PAR CES MOTIFS La cour, Confirme le jugement entrepris en ce qu'il a rejeté l'exception d'incompétence d'attribution soulevée par M. [L] et déclaré recevable la demande de la société TMG real estate en ce qu'elle était dirigée contre la société Capi consulting LLC ; Infirme le jugement entrepris pour le surplus ; Statuant à nouveau, Déboute la société TMG real estate de sa demande en ce qu'elle est dirigée contre la société AZ immo ; Condamne in solidum M. [L] et la société Capi consulting LLC à payer à la société TMG real estate une somme de 2 500 000 FCFP à titre de dommages et intérêts en réparation de leurs agissements déloyaux ; Condamne in solidum M. [L] et la société Capi consulting LLC à payer à la société TMG real estate une somme de 420 000 FCFP sur le fondement de l'article 700 du code de procédure civile ; Rejette les autres demandes présentées sur le fondement de l'article 700 du code de procédure civile ; Condamne in solidum M. [L] et la société Capi consulting LLC aux dépens de première instance et d'appel, à l'exception de ceux afférents aux poursuites engagées contre la société AZ immo, lesquels demeureront à la charge de la société TMG real estate. Le greffier, Le président.

Questions fréquentes

Qu'est-ce qu'une clause de confidentialité dans un contrat de travail ?
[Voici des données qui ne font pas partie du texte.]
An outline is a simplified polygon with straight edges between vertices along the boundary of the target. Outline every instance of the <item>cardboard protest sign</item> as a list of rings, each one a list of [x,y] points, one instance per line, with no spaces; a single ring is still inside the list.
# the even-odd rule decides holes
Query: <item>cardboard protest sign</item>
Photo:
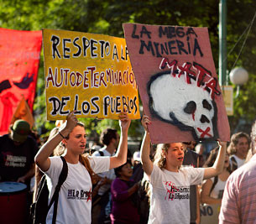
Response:
[[[138,87],[124,39],[44,29],[48,120],[139,117]]]
[[[0,28],[0,135],[8,133],[23,98],[33,113],[42,31]]]
[[[206,28],[123,24],[154,143],[228,141]]]

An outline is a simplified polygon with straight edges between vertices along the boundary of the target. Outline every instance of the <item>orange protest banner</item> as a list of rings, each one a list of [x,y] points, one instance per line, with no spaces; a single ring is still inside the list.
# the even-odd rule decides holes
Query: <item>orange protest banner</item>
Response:
[[[11,124],[14,123],[16,120],[23,119],[26,122],[28,122],[30,125],[30,128],[34,126],[34,117],[30,112],[30,108],[25,100],[25,98],[23,96],[21,102],[18,105],[18,107],[13,113],[13,118],[11,120]]]
[[[124,23],[151,142],[229,141],[207,28]]]

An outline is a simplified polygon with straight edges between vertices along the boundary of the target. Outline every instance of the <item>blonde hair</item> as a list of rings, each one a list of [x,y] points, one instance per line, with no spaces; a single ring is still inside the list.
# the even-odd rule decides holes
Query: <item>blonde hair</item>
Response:
[[[82,127],[85,128],[85,125],[80,122],[78,122],[76,123],[76,126],[80,126],[80,127]],[[69,138],[70,138],[70,134],[68,134],[68,136],[65,137],[66,139],[69,139]],[[64,145],[64,144],[62,143],[62,145]],[[64,145],[64,147],[65,147],[65,145]],[[65,148],[64,148],[64,149],[65,150]],[[97,182],[97,175],[91,167],[90,161],[89,161],[90,159],[88,158],[88,156],[89,156],[88,154],[80,154],[79,162],[81,163],[85,166],[85,168],[87,169],[87,171],[90,175],[91,180],[91,183],[92,183],[92,185],[94,185]]]
[[[154,164],[157,165],[159,169],[164,169],[166,165],[166,159],[163,154],[163,151],[168,151],[170,148],[170,143],[160,143],[156,147],[156,152],[154,158]]]

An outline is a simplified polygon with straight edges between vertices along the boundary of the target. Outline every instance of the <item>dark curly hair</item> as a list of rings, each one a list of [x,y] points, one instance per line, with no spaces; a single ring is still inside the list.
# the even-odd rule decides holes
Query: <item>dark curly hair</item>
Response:
[[[117,167],[117,168],[114,169],[114,170],[115,170],[115,175],[116,175],[117,177],[120,177],[120,176],[121,176],[120,174],[119,174],[119,172],[121,171],[122,168],[123,168],[124,165],[126,165],[127,164],[130,164],[132,165],[131,160],[130,160],[130,159],[128,159],[127,162],[126,162],[124,164],[120,165],[120,166],[118,166],[118,167]]]

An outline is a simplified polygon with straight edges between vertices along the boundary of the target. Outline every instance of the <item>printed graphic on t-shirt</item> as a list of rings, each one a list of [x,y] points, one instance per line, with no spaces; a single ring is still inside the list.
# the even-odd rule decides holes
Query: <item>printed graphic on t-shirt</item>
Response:
[[[90,188],[89,191],[86,190],[78,190],[71,189],[68,190],[67,199],[70,200],[86,200],[86,202],[91,201],[91,189]]]
[[[164,181],[166,190],[165,200],[189,200],[190,199],[190,187],[175,186],[175,183],[171,181]]]
[[[3,154],[4,165],[8,167],[24,167],[27,158],[25,156],[15,156],[6,153]]]
[[[224,193],[224,190],[220,190],[217,198],[222,199],[223,197],[223,193]]]

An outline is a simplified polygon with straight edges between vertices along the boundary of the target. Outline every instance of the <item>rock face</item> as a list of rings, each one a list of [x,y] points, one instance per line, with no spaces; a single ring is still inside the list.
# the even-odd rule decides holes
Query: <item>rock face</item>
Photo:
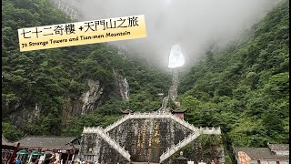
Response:
[[[100,87],[100,82],[98,80],[95,81],[88,79],[87,82],[89,89],[81,97],[83,102],[82,115],[93,111],[96,100],[100,98],[103,93],[103,87]]]
[[[115,74],[116,84],[118,87],[118,90],[120,92],[120,96],[123,100],[126,100],[129,98],[129,86],[125,77],[121,76],[118,71],[113,69],[113,73]]]
[[[159,162],[163,152],[177,144],[191,133],[184,126],[168,118],[160,119],[129,119],[108,131],[108,135],[131,155],[131,160]],[[95,137],[92,137],[95,136]],[[99,162],[109,159],[113,163],[120,162],[119,155],[111,155],[113,149],[105,149],[98,135],[84,134],[81,141],[80,157],[89,159],[90,149],[96,148],[94,154]],[[98,145],[99,144],[99,145]],[[118,154],[118,153],[117,153]]]

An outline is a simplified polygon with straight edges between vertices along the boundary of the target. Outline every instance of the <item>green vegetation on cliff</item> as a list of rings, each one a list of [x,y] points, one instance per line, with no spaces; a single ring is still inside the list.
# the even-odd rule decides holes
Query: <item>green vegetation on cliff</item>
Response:
[[[247,43],[207,52],[182,77],[179,97],[196,126],[222,127],[231,146],[289,141],[289,1],[256,27]]]

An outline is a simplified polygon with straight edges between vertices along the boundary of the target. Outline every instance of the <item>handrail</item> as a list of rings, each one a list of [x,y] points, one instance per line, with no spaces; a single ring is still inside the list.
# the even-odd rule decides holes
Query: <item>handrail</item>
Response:
[[[122,148],[115,140],[112,139],[106,132],[105,132],[99,127],[97,128],[84,128],[84,134],[98,134],[105,142],[107,142],[113,149],[117,150],[124,158],[125,158],[128,161],[130,161],[130,154],[124,148]]]
[[[160,156],[160,163],[165,161],[167,158],[175,154],[176,151],[178,151],[181,148],[185,147],[188,143],[192,142],[194,139],[197,138],[201,134],[221,134],[221,129],[219,128],[196,128],[194,132],[189,135],[187,138],[185,138],[182,141],[179,141],[179,143],[176,144],[174,147],[171,147],[171,149],[168,149],[165,153],[163,153]],[[189,139],[190,138],[190,139]]]

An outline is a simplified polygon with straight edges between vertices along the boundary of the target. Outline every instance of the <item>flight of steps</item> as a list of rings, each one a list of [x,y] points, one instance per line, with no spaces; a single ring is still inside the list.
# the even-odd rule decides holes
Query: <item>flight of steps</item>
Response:
[[[112,139],[101,128],[84,128],[83,134],[98,134],[105,142],[107,142],[113,149],[118,151],[125,159],[130,161],[130,154],[118,143]]]
[[[191,135],[187,138],[180,141],[178,144],[175,145],[174,147],[170,148],[160,156],[160,163],[165,161],[167,158],[171,157],[173,154],[177,152],[183,147],[186,146],[187,144],[191,143],[194,139],[197,138],[201,134],[215,134],[219,135],[221,134],[220,128],[196,128]]]

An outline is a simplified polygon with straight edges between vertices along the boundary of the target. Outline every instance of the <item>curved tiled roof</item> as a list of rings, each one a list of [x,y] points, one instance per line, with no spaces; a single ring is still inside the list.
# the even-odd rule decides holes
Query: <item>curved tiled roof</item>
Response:
[[[289,144],[267,144],[271,150],[289,150]]]
[[[68,149],[72,147],[69,143],[75,139],[75,137],[27,136],[17,142],[21,147]]]
[[[234,147],[234,151],[238,156],[239,151],[247,154],[252,159],[289,159],[289,156],[276,156],[269,148],[238,148]]]

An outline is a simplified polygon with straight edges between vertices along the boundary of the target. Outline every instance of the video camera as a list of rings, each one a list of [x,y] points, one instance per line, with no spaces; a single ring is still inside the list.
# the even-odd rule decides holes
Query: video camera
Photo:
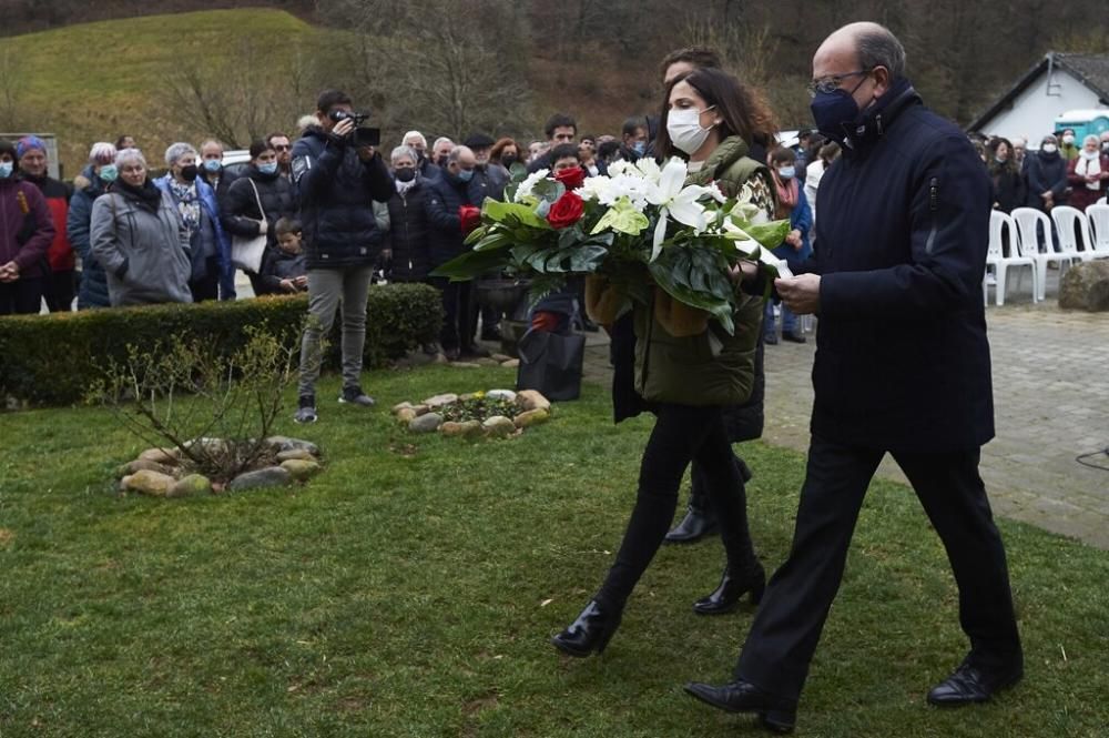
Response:
[[[369,119],[369,113],[354,113],[345,110],[333,110],[327,113],[327,117],[336,123],[347,119],[354,121],[355,129],[350,137],[355,146],[362,149],[363,146],[378,146],[381,144],[381,129],[363,125],[363,122]]]

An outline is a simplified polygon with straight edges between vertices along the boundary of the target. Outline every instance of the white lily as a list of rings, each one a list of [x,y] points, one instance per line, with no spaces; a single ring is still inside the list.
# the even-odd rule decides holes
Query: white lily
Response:
[[[662,252],[662,242],[667,239],[667,219],[669,216],[673,216],[679,223],[690,225],[696,231],[703,231],[708,225],[704,205],[698,202],[708,190],[696,184],[682,186],[685,183],[685,162],[673,156],[662,168],[659,183],[648,189],[647,201],[659,208],[659,222],[654,226],[654,243],[651,247],[652,262]]]

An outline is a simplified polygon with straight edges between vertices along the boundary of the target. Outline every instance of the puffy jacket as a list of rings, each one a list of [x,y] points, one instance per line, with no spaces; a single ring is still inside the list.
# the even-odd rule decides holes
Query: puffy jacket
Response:
[[[170,189],[170,180],[173,175],[165,174],[154,180],[154,186],[170,195],[176,204],[173,191]],[[196,180],[196,194],[201,203],[201,226],[193,233],[190,244],[190,256],[192,259],[193,280],[203,279],[207,271],[207,257],[212,254],[216,259],[220,269],[220,284],[226,285],[232,279],[234,269],[231,265],[231,237],[224,232],[220,223],[220,204],[215,199],[215,191],[201,179]],[[227,294],[226,289],[221,291],[224,300],[234,299],[234,293]]]
[[[39,188],[10,176],[0,180],[0,264],[14,261],[21,277],[42,276],[53,240],[53,216]]]
[[[65,233],[65,222],[69,219],[69,202],[73,196],[73,189],[50,176],[35,178],[22,175],[22,179],[39,188],[42,196],[47,199],[47,206],[50,209],[50,216],[54,221],[54,240],[47,250],[47,260],[50,269],[55,272],[71,272],[77,265],[73,256],[73,246],[70,244]]]
[[[442,170],[439,179],[428,183],[424,209],[430,224],[428,255],[431,269],[462,253],[462,242],[466,237],[462,235],[458,209],[471,204],[467,185],[467,182],[462,182],[447,170]]]
[[[408,192],[394,192],[389,200],[390,276],[398,282],[419,282],[427,279],[427,273],[431,271],[428,193],[429,184],[421,175]]]
[[[77,309],[108,307],[108,275],[92,254],[90,228],[92,222],[92,203],[104,194],[105,184],[96,176],[92,164],[84,168],[80,176],[73,180],[73,199],[70,200],[69,218],[65,220],[65,232],[70,243],[81,256],[81,289],[77,295]]]
[[[977,448],[994,435],[986,169],[905,80],[851,128],[816,195],[812,431],[885,451]]]
[[[252,186],[253,185],[253,186]],[[257,198],[254,196],[255,188]],[[263,174],[255,166],[246,170],[227,190],[223,199],[223,228],[227,233],[243,239],[253,239],[258,234],[258,201],[265,211],[268,223],[266,244],[277,247],[277,233],[274,224],[277,219],[291,216],[296,212],[296,200],[293,196],[293,185],[279,173]]]
[[[377,261],[385,239],[372,202],[388,202],[394,192],[379,153],[363,162],[346,141],[309,127],[293,144],[293,183],[308,269],[370,266]]]
[[[192,302],[189,235],[173,196],[156,208],[123,188],[92,203],[92,253],[108,273],[112,306]]]

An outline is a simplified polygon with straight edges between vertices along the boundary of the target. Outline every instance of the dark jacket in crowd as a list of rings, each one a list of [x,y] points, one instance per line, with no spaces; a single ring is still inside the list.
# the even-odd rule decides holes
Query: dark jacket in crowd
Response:
[[[976,448],[994,435],[989,178],[906,80],[857,124],[817,192],[812,432],[887,451]]]
[[[21,279],[43,276],[54,221],[39,188],[7,176],[0,180],[0,264],[14,261]]]
[[[421,282],[431,271],[431,222],[427,212],[431,185],[423,174],[417,176],[408,192],[394,192],[389,200],[388,245],[393,252],[389,279],[395,282]]]
[[[39,188],[42,196],[47,199],[47,208],[50,209],[50,216],[54,221],[54,240],[47,250],[47,261],[51,271],[72,272],[77,259],[69,235],[65,233],[65,222],[69,220],[69,203],[73,196],[73,188],[52,176],[38,178],[24,173],[21,178]]]
[[[119,180],[92,203],[92,253],[108,273],[112,306],[192,302],[191,246],[173,195]]]
[[[373,266],[385,234],[372,201],[395,191],[381,155],[363,162],[346,140],[312,125],[293,144],[293,182],[308,269]]]
[[[1028,201],[1029,208],[1044,210],[1044,198],[1048,190],[1055,194],[1056,205],[1067,204],[1067,160],[1058,151],[1045,153],[1028,152]]]
[[[458,209],[471,204],[467,194],[468,184],[447,170],[442,170],[439,179],[428,183],[425,210],[430,226],[428,256],[431,269],[462,253],[462,242],[466,237],[462,235]]]
[[[260,201],[264,213],[258,212]],[[242,239],[253,239],[258,235],[261,230],[258,221],[264,215],[268,224],[266,244],[272,249],[277,247],[277,233],[274,229],[277,219],[292,216],[296,212],[293,185],[281,173],[263,174],[253,164],[247,168],[243,176],[231,184],[221,204],[224,230]]]
[[[81,287],[77,295],[77,309],[108,307],[108,275],[92,254],[90,243],[90,225],[92,222],[92,203],[104,193],[106,183],[96,176],[92,164],[73,180],[73,199],[70,200],[69,218],[65,231],[70,243],[81,256]]]

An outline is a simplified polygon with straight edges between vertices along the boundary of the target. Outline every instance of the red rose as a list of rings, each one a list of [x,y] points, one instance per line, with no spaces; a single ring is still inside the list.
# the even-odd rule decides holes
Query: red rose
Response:
[[[567,190],[551,205],[550,212],[547,213],[547,222],[551,224],[551,228],[569,228],[580,221],[584,212],[586,201]]]
[[[459,205],[458,220],[461,221],[462,233],[469,234],[470,231],[481,225],[481,209],[474,205]]]
[[[580,166],[563,169],[554,175],[554,180],[566,185],[567,190],[577,190],[586,183],[586,170]]]

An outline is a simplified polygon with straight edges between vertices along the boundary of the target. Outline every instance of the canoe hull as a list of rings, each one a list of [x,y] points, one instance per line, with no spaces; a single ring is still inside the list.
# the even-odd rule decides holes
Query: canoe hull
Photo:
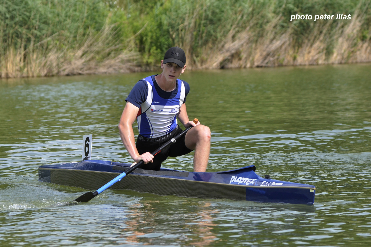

Une clause de confidentialité est une stipulation contractuelle qui oblige le salarié à ne pas divulguer les informations confidentielles de l'entreprise, notamment les fichiers clients. Dans cette affaire, Mme [R] avait signé une telle clause, et son non-respect a été un élément clé pour caractériser la concurrence déloyale.
Quels sont les critères pour caractériser la concurrence déloyale ?
La concurrence déloyale est caractérisée par des agissements fautifs qui causent un préjudice à une entreprise, comme le détournement de clientèle, l'utilisation de fichiers confidentiels, ou la création d'une société concurrente en violation d'une clause de non-concurrence. En l'espèce, l'exploitation du fichier clients de TMG real estate par M. [L] et Capi consulting a été jugée déloyale.
Un ancien salarié peut-il être condamné pour avoir utilisé un fichier clients de son ancien employeur ?
Oui, si l'utilisation du fichier clients constitue une violation de la clause de confidentialité et cause un préjudice à l'ancien employeur, il peut être condamné à des dommages et intérêts. Dans cette affaire, M. [L] et la société Capi consulting ont été condamnés in solidum à payer 2 500 000 FCFP à TMG real estate.
Qu'est-ce que la responsabilité in solidum ?
La responsabilité in solidum signifie que plusieurs personnes sont tenues conjointement de réparer le même préjudice. La victime peut demander à l'une ou l'autre de payer la totalité de l'indemnité. Ici, M. [L] et la société Capi consulting ont été condamnés in solidum, ce qui permet à TMG real estate de se faire payer par l'un ou l'autre.
La société AZ immo a-t-elle été condamnée dans cette affaire ?
Non, la cour a débouté TMG real estate de sa demande contre la société AZ immo, car il n'a pas été prouvé que cette société avait participé aux agissements déloyaux. Seuls M. [L] et Capi consulting ont été condamnés.
Quel est le montant des dommages et intérêts alloués et pourquoi ?
La cour a alloué 2 500 000 FCFP à TMG real estate en réparation de son préjudice, incluant l'atteinte à sa réputation et la perte de clients. Ce montant a été jugé non excessif compte tenu de la gravité des faits.